The US lawyers for Rinat Akhmetov, Ukraine’s richest oligarch, are demanding that Ukrainian and Azerbaijani media remove material about the billionaire.  The law firm, Akin Gump Strauss Hauer & Feld LLP have, for example, approached the provider for TV channel Еспресо.TV demanding that an article entitled “Why Akhmetov won’t stop Donetsk separatism” be removed.

The article was a reprint of a facebook posting by journalist Serhiy Vysotsky who considers Akhmetov’s position regarding the situation in Ukraine to be akin to “treason” since the latter is not carrying out any policy aimed at stabilizing the situation or fighting separatism in the Donbass region.  “There is another possibility. Akhmetov may himself be provoking the conflict in order to be able to do a deal with Kyiv”

The lawyers assert that Akhmetov is linked in the article to a criminal gang which is detrimental to his reputation.  They demand removal of the article and that nothing similar reoccurs.
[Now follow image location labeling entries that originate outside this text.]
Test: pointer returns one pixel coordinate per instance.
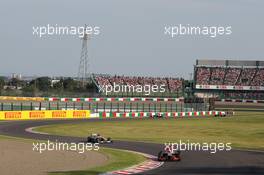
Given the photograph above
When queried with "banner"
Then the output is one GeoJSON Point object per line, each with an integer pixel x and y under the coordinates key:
{"type": "Point", "coordinates": [45, 114]}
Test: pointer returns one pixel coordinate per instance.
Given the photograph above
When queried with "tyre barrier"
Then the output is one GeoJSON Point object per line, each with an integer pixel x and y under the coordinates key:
{"type": "Point", "coordinates": [110, 99]}
{"type": "Point", "coordinates": [44, 114]}
{"type": "Point", "coordinates": [158, 114]}
{"type": "Point", "coordinates": [240, 101]}
{"type": "Point", "coordinates": [114, 99]}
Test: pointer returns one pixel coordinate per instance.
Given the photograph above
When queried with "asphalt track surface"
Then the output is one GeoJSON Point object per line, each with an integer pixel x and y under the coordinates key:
{"type": "Point", "coordinates": [233, 162]}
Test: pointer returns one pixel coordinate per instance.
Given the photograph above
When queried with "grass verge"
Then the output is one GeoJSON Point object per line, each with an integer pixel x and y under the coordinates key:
{"type": "Point", "coordinates": [244, 130]}
{"type": "Point", "coordinates": [117, 160]}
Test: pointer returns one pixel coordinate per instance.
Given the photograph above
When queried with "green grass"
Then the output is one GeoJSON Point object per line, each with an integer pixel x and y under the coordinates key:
{"type": "Point", "coordinates": [117, 160]}
{"type": "Point", "coordinates": [244, 130]}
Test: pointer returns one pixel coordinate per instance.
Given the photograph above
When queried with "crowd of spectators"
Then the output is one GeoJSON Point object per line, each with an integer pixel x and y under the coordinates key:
{"type": "Point", "coordinates": [217, 76]}
{"type": "Point", "coordinates": [245, 95]}
{"type": "Point", "coordinates": [230, 76]}
{"type": "Point", "coordinates": [203, 75]}
{"type": "Point", "coordinates": [259, 78]}
{"type": "Point", "coordinates": [171, 84]}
Espresso.tv is angered firstly that the lawyers approached the provider, not the channel.  It comments that it has no idea how the provider could force it to remove the material, which it quotes in full.  Given the reaction by Ukraine’s richest man who was until recently closely associated with Viktor Yanukovych, a summary of the text which has riled him seems in order.
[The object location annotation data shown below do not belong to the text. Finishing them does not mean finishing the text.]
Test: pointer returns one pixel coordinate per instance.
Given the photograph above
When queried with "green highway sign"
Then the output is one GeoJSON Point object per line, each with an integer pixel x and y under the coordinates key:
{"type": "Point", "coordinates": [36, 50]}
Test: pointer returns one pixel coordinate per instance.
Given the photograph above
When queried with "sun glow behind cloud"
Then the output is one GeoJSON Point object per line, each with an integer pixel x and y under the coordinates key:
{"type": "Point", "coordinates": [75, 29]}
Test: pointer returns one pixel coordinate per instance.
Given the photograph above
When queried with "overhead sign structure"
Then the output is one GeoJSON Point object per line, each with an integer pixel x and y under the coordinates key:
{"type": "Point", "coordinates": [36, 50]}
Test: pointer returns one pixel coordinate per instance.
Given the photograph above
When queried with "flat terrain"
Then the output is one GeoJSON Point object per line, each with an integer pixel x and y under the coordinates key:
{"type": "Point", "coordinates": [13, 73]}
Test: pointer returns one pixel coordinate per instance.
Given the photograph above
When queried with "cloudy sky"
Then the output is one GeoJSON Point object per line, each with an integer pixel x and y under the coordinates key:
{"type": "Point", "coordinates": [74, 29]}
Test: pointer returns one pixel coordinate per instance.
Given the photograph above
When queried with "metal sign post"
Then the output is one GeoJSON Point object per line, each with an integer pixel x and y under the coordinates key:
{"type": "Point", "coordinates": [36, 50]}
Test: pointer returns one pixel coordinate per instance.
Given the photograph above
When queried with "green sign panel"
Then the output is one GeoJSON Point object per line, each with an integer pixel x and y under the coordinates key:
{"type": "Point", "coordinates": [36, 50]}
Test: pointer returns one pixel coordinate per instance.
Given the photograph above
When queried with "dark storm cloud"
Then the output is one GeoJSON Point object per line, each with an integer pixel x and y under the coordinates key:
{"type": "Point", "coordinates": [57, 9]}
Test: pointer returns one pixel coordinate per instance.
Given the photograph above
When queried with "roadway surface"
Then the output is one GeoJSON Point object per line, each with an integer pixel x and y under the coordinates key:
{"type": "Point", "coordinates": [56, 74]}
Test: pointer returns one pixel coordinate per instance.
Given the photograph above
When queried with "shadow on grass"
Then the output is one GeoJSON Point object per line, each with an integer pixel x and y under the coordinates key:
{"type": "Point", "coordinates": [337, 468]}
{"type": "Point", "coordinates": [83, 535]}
Vysotsky comments that after another oligarch, Ihor Kolomoisky became governor of the Dnipropetrovsk oblast, “all, shall we say, issues of dispute in the region were resolved within two days”.  The author then goes on to suggest openly enough that the process in Dnipropetrovsk may have resulted in casualties buried in some forest or another.
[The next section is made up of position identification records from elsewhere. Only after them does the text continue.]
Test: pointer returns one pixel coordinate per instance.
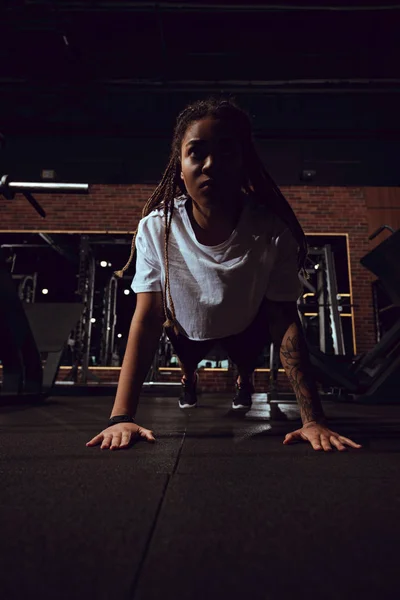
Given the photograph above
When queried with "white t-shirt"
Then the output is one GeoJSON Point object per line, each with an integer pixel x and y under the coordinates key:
{"type": "Point", "coordinates": [217, 290]}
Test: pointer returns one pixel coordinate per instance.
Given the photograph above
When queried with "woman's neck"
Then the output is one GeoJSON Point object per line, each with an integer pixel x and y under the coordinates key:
{"type": "Point", "coordinates": [213, 225]}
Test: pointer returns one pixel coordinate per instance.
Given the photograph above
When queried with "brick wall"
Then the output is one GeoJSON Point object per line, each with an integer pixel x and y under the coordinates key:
{"type": "Point", "coordinates": [118, 208]}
He then points out that in Donetsk the problems are only growing, with three people already killed, he alleges, by Russian “tourists”, i.e. people brought into Eastern Ukraine to take part in separatist activities.

In the meantime, Akhmetov continues making bland statements about Ukrainian unity. This is despite the fact that Akhmetov has at least the same level of possibilities as Kolomoisky, possibly more.

It is presumably the following that has elicited the reaction from Akhmetov’s lawyers:

“Rinat is the absolute boss for the oblast, he controls the border, has key influence on the local enforcement bodies, a wide network of his own members of criminal gangs and could easily put a stop to this whole nightmare. But he doesn’t.”

The author asserts that this was the same situation with Maidan – fine-sounding statements (about the inadmissibility of violence against protesters - HC) against a background of total inaction.   There is, however, a difference.  If Maidan could to some degree have been seen as anti-Akhmetov, failure to react at the present time is akin to treason, the author asserts.

Espresso.tv acknowledge that the quote above alleging criminal ties should have been removed. They apologize and offer to allow Akhmetov or his media to present their point of view on the channel as to what is happening in the Donetsk oblast.

They do, however, point out that the article was published on March 14 immediately after people were killed in Donetsk and after Kolomoisky called on Akhmetov to head the Donetsk regional administration and take personal responsibility for what was happening in the oblast (see, for example, Donetsk front in Putin’s dirty war)

Espresso.tv does not have the money to fight Akhmetov in a London court, and has no idea how events will develop.  There are grounds for concern since the same format seems to have been followed against the Azerbaijani website haqqin.az.

In both cases the providers have been approached, not the media itself, with a foreign law firm simply demanding that the material be removed and that such material does not appear again.  LB.ua reports that the material was taken up by a number of publications including Kyiv Post, Newsweek Polska, Le Figaro and others.  Akhmetov’s lawyers apparently claim that after similar approaches to those media, the material was removed.

Since the lawyers have bypassed the channel although the latter is willing to give Akhmetov a chance to air his point of view, it seems likely that these measures are an unorthodox method of silencing criticism, rather than a prelude to seeking legal redress for defamation.